UPDATE table SET col = new_value WHERE id = '1' and col = old_value
to ensure the update only happens if the data hasn't been written to since read. However, this check means very little if snapshot isolation is in place! Test before using.
Replication futher complicates things. A common approach in this setting is to simply let conflicts happen, but have application code or bespoke data structures to resolve them as necessary. Atomic operations can work well in this context, especially if they are commutative. Unfortunately LWW (Last Write Wins) is the default in many replicated databases, and very prone to lost updates.
Write Skew
Consider a database representing on call doctors; for any given shift there must be at least one doctor on call. Suppose there are three,
|name|on_call|
|----|-------|
|alice| true|
|bob|true|
|carol|true|
but both Alice and Bob feel ill, and go to update their shifts simultaneously. Each queries the current COUNT(*) WHERE on_call
, sees that there is 3, and so proceeds to UPDATE
their value to false. They both see a count of 3 because of snapshot isolation. And, this is not a dirty write because the two transactions are updating different records. Also, clearly it's not a lost update since both updates go through.
This anomaly is reffered to as write skew and is a generalization of a dirty write. Namely, it's a different outcome than if the two transactions ran serially, and was caused by two transactions reading the same objects and then updating some of them. (When they update the same object, it's a dirty write or lost update).
The methods above are not strict enough:
- Atomic operations don't help since multiple objects are involved.
- Automatic detection requires serializable isolation.
- Possibly: check constraints in Postgres
- Best bet: explicit lock
FOR UPDATE
for the transaction. - Safest bet: use serializable isolation level.
Serializable Isolation
The strongest guarantee: the result after concurrent transactions must be the same as if they happened serially, one after the other. Most databases use the following three techniques to achieve this.
Actual Serial Execution
Use a single thread and handle transactions one after the other. This only happened late in the game, once RAM became cheap and OLTP was recognized to have mostly short, small read/write transactions. However, this approach often requires transactions in the form of stored procedures, written in esoteric per-database languages that are awkward in today's development environment.
Two-Phase Locking (2PL)
This was the most widely used algorithm for serializability for three decades.

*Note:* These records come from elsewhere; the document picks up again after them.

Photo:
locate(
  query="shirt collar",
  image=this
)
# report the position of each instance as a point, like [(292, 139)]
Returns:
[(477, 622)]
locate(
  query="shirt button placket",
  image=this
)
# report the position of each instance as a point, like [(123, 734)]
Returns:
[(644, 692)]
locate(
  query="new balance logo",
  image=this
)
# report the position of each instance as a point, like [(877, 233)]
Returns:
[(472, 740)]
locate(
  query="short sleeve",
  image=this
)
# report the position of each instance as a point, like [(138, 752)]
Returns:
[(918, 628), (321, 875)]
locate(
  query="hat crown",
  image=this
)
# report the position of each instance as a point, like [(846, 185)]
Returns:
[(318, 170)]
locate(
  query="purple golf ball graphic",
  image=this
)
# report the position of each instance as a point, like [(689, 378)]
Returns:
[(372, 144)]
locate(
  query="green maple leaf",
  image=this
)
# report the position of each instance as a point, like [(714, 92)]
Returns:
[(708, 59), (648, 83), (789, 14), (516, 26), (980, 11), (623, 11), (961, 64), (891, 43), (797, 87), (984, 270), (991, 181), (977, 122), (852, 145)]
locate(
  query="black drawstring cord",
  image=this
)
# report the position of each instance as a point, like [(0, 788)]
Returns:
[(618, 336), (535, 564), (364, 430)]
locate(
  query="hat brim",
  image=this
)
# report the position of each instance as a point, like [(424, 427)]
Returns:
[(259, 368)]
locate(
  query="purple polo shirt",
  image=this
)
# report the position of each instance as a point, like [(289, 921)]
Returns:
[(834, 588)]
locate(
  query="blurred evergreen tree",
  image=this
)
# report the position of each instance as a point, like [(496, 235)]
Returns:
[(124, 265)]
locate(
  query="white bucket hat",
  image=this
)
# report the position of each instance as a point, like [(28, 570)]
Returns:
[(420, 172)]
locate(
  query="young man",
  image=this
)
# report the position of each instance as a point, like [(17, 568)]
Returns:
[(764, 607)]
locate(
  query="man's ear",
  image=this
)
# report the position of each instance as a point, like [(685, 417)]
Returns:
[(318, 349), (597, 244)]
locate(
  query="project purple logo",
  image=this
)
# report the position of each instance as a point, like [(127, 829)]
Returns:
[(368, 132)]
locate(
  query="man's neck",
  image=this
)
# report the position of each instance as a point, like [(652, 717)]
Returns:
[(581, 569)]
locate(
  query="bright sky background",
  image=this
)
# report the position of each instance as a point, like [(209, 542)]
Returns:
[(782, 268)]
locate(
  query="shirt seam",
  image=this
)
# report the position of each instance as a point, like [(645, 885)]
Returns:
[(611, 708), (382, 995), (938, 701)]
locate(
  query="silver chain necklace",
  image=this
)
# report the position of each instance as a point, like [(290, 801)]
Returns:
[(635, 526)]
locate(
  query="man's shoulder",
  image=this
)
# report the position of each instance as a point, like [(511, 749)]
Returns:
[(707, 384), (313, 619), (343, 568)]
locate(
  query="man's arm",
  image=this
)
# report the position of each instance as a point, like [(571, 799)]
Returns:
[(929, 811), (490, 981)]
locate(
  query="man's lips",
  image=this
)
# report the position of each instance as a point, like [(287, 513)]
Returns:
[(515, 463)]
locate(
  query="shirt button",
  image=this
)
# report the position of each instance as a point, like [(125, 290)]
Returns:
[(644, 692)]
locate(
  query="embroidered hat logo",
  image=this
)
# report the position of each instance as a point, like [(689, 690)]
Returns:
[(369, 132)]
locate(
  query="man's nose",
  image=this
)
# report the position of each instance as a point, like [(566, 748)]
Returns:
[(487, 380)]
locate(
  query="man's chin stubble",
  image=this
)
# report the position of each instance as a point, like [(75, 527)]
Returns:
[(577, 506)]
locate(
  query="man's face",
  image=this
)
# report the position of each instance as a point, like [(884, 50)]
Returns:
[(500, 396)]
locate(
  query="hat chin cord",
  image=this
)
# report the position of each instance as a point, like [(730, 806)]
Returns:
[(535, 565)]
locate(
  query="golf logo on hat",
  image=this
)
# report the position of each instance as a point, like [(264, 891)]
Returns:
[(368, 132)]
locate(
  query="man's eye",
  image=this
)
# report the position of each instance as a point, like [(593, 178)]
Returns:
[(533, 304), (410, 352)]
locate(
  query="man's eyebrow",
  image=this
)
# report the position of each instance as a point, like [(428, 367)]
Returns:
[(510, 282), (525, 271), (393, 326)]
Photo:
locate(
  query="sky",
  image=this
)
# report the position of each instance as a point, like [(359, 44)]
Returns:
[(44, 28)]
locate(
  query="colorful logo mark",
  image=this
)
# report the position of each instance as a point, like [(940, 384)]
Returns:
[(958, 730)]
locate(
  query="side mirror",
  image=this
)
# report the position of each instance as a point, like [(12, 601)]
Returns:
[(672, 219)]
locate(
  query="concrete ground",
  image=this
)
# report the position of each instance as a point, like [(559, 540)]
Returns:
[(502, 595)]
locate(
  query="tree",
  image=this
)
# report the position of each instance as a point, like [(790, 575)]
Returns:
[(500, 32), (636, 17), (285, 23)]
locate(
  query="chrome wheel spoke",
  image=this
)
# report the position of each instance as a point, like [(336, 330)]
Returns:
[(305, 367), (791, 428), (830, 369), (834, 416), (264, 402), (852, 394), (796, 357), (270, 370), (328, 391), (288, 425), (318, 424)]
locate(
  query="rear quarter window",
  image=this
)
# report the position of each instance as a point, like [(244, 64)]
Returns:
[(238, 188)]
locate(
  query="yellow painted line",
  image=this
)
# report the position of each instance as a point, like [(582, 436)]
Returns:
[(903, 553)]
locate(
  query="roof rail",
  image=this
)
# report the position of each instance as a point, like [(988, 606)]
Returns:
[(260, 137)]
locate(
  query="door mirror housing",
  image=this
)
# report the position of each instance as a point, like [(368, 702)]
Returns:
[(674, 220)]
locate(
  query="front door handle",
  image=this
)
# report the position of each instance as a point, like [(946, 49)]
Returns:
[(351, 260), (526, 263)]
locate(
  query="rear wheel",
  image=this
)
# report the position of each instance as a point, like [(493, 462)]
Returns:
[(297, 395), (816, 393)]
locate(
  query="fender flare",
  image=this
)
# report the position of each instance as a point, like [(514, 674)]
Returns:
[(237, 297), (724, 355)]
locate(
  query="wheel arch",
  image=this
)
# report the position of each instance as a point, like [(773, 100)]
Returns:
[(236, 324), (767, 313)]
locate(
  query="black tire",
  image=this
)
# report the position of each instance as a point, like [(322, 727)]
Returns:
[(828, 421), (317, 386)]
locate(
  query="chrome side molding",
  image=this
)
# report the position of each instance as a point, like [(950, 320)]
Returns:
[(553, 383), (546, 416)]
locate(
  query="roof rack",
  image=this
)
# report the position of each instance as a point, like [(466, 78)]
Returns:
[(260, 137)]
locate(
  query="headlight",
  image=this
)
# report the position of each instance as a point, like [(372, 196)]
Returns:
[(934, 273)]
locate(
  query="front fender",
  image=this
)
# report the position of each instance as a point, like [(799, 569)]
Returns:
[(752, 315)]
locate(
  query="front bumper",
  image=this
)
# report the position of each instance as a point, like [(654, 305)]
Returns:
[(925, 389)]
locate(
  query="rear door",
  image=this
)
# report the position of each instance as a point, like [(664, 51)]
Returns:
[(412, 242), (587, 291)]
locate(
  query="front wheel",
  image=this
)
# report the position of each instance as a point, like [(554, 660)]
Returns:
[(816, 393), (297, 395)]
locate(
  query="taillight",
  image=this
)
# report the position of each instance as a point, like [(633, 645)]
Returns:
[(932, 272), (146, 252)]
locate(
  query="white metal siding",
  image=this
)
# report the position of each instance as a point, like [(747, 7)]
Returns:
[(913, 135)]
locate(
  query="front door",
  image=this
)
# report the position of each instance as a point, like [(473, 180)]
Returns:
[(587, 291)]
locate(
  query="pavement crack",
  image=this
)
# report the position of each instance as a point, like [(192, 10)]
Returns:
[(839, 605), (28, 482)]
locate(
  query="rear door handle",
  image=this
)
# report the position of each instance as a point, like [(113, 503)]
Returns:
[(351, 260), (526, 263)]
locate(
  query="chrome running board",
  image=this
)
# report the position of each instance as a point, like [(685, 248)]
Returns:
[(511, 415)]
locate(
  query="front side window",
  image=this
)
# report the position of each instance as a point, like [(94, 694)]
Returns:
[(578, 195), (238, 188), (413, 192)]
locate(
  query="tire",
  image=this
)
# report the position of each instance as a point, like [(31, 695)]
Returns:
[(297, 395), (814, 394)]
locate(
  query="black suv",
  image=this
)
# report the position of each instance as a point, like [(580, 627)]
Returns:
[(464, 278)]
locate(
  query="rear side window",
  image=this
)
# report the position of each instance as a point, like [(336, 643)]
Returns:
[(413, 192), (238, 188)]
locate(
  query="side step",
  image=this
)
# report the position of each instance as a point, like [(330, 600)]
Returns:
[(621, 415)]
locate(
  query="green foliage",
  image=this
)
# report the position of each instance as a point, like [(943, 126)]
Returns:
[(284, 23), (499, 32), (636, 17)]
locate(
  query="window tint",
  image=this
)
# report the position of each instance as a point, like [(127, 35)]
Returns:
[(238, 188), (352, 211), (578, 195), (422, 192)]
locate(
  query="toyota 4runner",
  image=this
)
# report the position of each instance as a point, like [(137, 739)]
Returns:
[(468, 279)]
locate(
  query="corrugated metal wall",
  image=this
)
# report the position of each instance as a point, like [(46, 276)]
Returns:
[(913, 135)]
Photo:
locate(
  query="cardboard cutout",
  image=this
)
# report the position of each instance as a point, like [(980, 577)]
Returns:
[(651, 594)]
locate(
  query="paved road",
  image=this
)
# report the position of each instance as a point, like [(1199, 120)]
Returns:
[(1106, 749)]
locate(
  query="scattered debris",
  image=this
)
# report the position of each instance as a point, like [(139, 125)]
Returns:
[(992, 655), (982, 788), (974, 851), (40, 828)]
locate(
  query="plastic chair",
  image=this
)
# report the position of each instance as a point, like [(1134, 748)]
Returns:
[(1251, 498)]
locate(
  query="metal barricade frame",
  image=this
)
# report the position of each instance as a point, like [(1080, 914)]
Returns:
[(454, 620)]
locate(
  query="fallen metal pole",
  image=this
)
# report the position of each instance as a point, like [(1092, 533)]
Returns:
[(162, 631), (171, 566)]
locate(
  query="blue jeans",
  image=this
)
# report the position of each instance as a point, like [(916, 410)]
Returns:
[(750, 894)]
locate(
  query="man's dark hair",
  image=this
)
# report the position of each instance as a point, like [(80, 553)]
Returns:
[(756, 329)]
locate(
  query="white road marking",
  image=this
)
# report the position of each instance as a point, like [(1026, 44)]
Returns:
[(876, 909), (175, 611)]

Instead of snapshot isolation's philosphy that readers don't block writers and writers don't block readers, we go stricter: readers do block writers and vice versa. Further, to avoid phantoms and problems like the doctors on call above, more than just per-object locks are needed: predicate locks are issued for rows matching an arbitrary condition (and potentially rows that don't even exist at the time of locking). Or, index-range locks are used, which offer a more granular approach, and may lock more rows than necessary, but the locking has much less overhead, usually leading to increased performance.
This isn't really widely used anymore because of its performance impact:
- The restrictions reduce concurrency opportunities and there is a lot of locking overhead.
- Deadlocks can happen more often with 2PL than with Read Committed.
- In particular, high percentile latencies can be unpredictably long when there are many contenders for transactions.
Serializable Snapshot Isolation (SSI)
First described in 2008, SSI offers much better performance, and as of Postgres 9.1 is the default algorithm for serializable isolation. The main difference is that SSI is an optimistic concurrency technique; it operates like snapshot isolation, but then runs an algorithm before commits to determine which transactions to abort to maintain serializability.